Sanna Olsson Abstract's Talk
Morphological puzzles posed by mosses - When morphology and molecules tell us different stories
Recent phylogenetic studies have shown that striking conflicts between the information we obtain from morphological characters and DNA sequence data might exist with different underlying reasons. Several hypotheses fail to explain these discrepancies between data sets. We present two case-in-point studies issuing this phenomenon in the pleurocarpous moss family Neckeraceae: i) Leptodon corsicus, a new and unique endemic moss species from Corsica and ii) the British and Macaronesian endemic Thamnobryum species.
In the case of Leptodon corsicus, the species drastically differs morphologically from the other species of the genus, but molecular analyses show that it is deeply nested within Leptodon smithii. A plausible explanation would be to interpret the phylogenetic position of Leptodon corsicus as the result of a recent speciation process. Mutations involved in the process at one or a few coding loci, or differences in gene expression could have tremendous consequences for phenotypic appearance, and ancestral polymorphism in the non-coding sequences used for phylogenetic reconstruction could still be retained.

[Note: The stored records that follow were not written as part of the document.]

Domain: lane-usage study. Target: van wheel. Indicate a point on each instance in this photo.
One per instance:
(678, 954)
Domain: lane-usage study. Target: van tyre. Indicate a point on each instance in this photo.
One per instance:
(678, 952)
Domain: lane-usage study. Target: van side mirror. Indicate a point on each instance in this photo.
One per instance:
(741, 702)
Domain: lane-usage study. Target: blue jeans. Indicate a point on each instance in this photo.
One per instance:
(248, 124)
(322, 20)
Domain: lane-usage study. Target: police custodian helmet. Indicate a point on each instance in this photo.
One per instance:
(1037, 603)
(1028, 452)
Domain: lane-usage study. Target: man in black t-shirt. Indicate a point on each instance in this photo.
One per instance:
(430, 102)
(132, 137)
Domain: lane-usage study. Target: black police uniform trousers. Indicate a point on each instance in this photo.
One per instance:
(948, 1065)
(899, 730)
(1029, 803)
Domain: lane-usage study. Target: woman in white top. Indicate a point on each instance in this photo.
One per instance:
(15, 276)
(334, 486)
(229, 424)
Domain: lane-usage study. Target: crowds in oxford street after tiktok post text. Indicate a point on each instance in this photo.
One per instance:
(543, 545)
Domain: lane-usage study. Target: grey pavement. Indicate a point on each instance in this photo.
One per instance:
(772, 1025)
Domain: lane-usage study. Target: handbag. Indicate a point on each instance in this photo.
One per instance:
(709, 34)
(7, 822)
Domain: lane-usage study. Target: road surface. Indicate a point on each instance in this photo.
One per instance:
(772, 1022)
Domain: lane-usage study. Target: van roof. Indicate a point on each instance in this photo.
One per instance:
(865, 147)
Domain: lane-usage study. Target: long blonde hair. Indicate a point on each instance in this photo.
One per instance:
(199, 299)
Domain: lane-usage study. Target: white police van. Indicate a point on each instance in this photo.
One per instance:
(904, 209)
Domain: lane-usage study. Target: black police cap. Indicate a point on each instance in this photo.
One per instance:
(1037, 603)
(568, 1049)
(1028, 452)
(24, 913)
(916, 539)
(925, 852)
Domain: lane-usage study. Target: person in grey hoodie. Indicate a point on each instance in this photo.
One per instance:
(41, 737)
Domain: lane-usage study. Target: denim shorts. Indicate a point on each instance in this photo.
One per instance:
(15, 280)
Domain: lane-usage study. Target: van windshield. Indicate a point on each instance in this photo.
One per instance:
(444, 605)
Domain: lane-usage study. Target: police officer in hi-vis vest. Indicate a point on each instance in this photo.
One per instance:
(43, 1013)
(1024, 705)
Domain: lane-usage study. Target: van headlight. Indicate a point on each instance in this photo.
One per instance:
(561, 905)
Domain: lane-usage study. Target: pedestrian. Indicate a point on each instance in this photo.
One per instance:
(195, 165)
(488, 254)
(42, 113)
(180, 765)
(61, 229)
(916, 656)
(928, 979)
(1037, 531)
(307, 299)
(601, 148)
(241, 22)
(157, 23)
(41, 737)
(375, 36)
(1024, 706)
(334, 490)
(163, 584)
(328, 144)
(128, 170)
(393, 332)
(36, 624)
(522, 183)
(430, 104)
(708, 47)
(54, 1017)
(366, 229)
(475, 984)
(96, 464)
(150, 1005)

Such an explanation might also apply to other plant species, which exhibit a striking morphology, and yet share identical non-coding sequences with the common species they derive from.
The narrow endemic Thamnobryum species (T. angustifolium, T. cataractarum, T. fernandesii and T. rudolphianum) were investigated using nuclear (ITS1 & 2) and plastid (the rps4-trnT-trnL-trnF cluster) markers. The phylogenetic results indicate that the submerged multistratose leaved taxa (T. cataractarum, T. fernandesii and T. rudolphianum) have been independently derived from the surrounding T. alopecurum populations, a common terrestrial moss species, thus showing convergent evolution in response to the extreme aquatic habitat. The T. alopecurum complex provides an excellent study group for research on the genetic basis of morphological aberrations that would resolve if the morphological extremes are due to true speciation via genetic differentiation or simply up- and down-regulation of genes.